As to dim lights it could be a drop in voltage due to corrosion. There are two ground straps that ground the electronics in the plastic dash to the metal part of the dash to ground it. Rust under the grounding screw prevents the free flow of electrons. The increased resistance drops the voltage which causes the lights to dim in intensity.
Another issue is that your car runs off the battery with the alternator being used just to charge the battery. This is why your head lights dim when you stop at an intersection and brighten again as you hit the gas to leave. The DN Delco Remmy alternator with a set of mechanical points controlling voltage probably has a 36 Amp alternator with a 140 Amp battery. Modern cars have a 120 Amp SA alternator (also known as a one wire alternator) and all of the car is fed off the alternator with the battery being used as a reserve source of power to crank the motor when the alternator isn't even alive.

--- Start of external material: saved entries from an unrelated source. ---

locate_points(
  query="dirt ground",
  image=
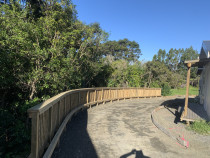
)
(125, 129)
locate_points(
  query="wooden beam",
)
(187, 89)
(35, 136)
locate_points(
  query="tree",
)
(122, 49)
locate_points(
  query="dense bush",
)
(166, 89)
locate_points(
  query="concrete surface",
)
(120, 130)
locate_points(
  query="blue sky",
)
(154, 24)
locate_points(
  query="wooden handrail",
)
(50, 117)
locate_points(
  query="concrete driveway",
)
(120, 130)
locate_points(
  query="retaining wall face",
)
(205, 88)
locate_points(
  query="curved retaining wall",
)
(49, 118)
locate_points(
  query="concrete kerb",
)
(179, 139)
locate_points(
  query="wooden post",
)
(35, 135)
(187, 89)
(51, 123)
(79, 98)
(102, 95)
(95, 96)
(59, 117)
(88, 97)
(110, 95)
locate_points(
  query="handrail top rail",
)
(45, 105)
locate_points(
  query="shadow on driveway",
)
(75, 142)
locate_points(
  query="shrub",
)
(166, 89)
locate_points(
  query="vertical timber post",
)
(35, 135)
(187, 89)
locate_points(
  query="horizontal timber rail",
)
(50, 117)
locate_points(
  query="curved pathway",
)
(120, 129)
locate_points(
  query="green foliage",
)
(201, 127)
(166, 89)
(122, 49)
(46, 50)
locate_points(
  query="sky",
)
(154, 24)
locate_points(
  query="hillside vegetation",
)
(45, 50)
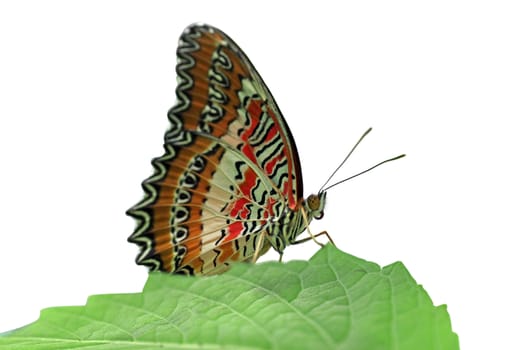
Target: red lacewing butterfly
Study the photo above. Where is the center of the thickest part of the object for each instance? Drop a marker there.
(229, 185)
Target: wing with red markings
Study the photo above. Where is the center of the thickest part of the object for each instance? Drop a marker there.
(230, 163)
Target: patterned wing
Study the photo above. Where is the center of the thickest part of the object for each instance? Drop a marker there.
(230, 166)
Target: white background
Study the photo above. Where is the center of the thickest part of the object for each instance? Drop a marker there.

This one wire will bolt in place of your old DN or CS alternator (internally voltage regulated using transistors) It does look very different since the fan is larger and the alternator is full of holes to let the heated air out (converting 2,000W of mechanical power into 1,600W of electrical power generates heat). If you where to install a new one wire alternator your lights wouldn't dim at a stop sign as the alternator puts out full rated power at 1,800 RPM. Your old DN doesn't out put it's rated amperage below 3,600 RPM. It is this added 490 Watts of power from gunning the engine that brightens your headlights when you pull away from the stop sign.
In the good old days you could always spot a cop car at night because his lights were always very bright because cop cars in the old days had big alternators off of diesel trucks that put out 180 Amps of power to allow their "Auxiliary Running Lights", radio and CB to work even at idle as they pulled you over with the "Bubble Gum Machine" flashing.